Arizona, Arizona State, and Utah have also left the conference for the Big 12, leaving only four teams. California, Oregon State, Stanford, and Washington State.
Stanford will most likely become an Independent and compete like Notre Dame. It is positioned well enough to do so and a program that is well regarded as the best athletic program. They have won 26 of 29 Directors’ Cups (given to the school with the most successful athletic department), and they can wait out an invite from the Big Ten if they want.
California is another fine university in an academic sense, but athletically it has a ton of debt and some tumultuous times financially. I worry about what is next for that program as well as Oregon State and Washington State.
The biggest crime is what’s being done to the athletes in these programs, who did nothing wrong, who are exceptional people, but who now have uncertain playing futures.
Are these schools willing to do what is necessary financially for these athletes to be able to compete for their schools? How will longer travel to road games affect them? We have no idea.

#5 A Requiem to the Pac-12
When Mike Aresco took over the Big East, he knew the basketball schools needed to stay together and be a basketball-focused league. He relinquished those schools and the Big East flourishes to this day. Aresco then helped form the American Athletic Conference and the schools that he found have flourished. They are arguably the most successful GO5 conference and have seen multiple teams get poached by the Big 12.
For the Pac-12, its death was unnecessary, and one that could have been avoided.
Larry Scott, instead of partnering with a media company to run the Pac-12 Network, wanted the conference to be its own media company which was a colossal failure. His inability to close the Pac-16 haunts the league, as well as many other applications to the league with schools and brands that would have kept the league prosperous.
Current commissioner George Kliavkoff will forever be known as the guy who let the Pac-12 die.
Kliavkoff himself had a Larry Scott moment himself when the Big XII came to them after Texas and Oklahoma left the conference to merge together.
While it is not known whether it was Kliavkoff or the Pac-12 schools who rejected the idea, the commissioner owns the rejection. The karma that followed was when Kliavkoff approached the Big XII after Southern Cal and UCLA left to see if that merger was still available.

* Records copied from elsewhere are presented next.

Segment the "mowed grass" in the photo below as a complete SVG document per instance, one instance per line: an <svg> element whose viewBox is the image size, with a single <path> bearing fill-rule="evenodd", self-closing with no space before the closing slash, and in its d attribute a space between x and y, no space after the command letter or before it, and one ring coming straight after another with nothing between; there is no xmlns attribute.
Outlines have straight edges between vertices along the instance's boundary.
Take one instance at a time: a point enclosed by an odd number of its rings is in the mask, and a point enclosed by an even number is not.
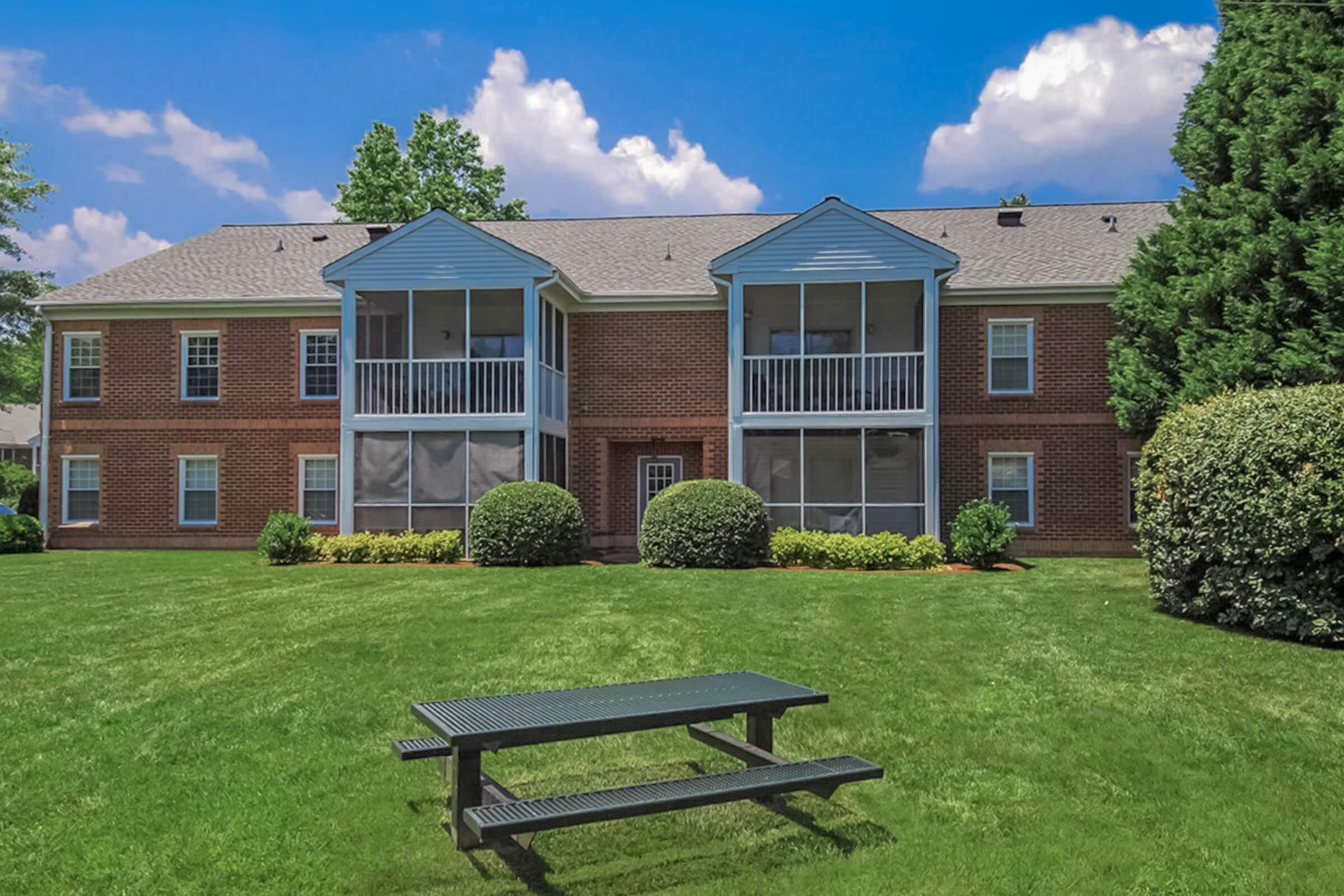
<svg viewBox="0 0 1344 896"><path fill-rule="evenodd" d="M267 568L0 557L0 893L1331 893L1344 653L1153 610L1134 560L1020 574ZM414 700L755 669L790 758L886 767L453 850ZM737 727L741 731L741 725ZM734 760L681 729L507 750L524 797Z"/></svg>

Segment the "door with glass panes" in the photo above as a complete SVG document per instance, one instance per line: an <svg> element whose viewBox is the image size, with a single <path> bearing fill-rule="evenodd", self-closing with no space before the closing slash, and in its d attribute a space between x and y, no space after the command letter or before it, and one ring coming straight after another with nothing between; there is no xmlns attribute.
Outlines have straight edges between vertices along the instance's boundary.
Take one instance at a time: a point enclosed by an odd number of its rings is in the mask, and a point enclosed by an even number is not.
<svg viewBox="0 0 1344 896"><path fill-rule="evenodd" d="M644 508L649 506L649 501L653 500L653 496L669 485L680 481L681 458L679 455L672 454L640 458L640 513L637 519L640 528L644 527Z"/></svg>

He was turned down during a short meeting with a stiff rejection.
The conference that legendary UCLA basketball player and commentator Bill Walton dubbed “The Conference of Champions” now will likely be a thing of the past.

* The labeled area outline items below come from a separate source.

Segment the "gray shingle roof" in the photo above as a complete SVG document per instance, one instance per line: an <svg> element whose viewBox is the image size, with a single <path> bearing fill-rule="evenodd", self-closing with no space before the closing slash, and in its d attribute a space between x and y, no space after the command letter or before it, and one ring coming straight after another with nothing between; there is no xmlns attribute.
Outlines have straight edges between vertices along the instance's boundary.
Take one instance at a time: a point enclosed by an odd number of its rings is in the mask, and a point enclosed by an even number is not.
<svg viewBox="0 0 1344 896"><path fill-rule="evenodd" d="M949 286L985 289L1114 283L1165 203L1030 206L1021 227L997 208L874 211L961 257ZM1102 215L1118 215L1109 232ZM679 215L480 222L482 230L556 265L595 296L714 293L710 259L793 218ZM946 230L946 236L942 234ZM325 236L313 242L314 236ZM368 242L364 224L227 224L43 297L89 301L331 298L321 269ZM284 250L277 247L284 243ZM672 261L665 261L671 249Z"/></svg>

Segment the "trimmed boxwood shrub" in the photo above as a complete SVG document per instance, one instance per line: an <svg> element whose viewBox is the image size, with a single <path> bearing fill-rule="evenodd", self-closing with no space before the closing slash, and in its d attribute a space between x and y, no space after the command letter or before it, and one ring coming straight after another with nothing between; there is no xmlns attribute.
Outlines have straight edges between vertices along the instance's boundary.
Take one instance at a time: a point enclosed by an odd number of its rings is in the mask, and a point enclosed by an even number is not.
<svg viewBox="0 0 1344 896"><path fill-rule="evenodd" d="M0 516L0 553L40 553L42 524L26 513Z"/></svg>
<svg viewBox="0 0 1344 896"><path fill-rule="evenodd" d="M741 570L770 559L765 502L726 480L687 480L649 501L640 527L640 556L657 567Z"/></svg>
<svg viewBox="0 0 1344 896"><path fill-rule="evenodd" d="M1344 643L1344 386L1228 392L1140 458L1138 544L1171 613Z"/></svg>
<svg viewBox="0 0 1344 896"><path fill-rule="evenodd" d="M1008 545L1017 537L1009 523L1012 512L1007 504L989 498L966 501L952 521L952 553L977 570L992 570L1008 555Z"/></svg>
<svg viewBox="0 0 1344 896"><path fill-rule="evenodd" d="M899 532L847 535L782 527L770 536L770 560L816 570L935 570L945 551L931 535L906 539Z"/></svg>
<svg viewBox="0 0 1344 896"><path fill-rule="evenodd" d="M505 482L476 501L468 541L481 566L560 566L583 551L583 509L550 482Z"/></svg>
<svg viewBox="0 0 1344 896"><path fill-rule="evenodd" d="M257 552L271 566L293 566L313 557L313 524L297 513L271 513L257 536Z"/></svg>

When you think of the greatest moments in the history of college athletics, the greatest athletes, and teams, they are now no longer alive in the conference that made them the premier conference in all of college sports.
Its death is one that won’t be forgotten and something all influencers, administrators, coaches, and television executives have to learn from because this should have never happened and we won’t know the full ramifications of this for years to come.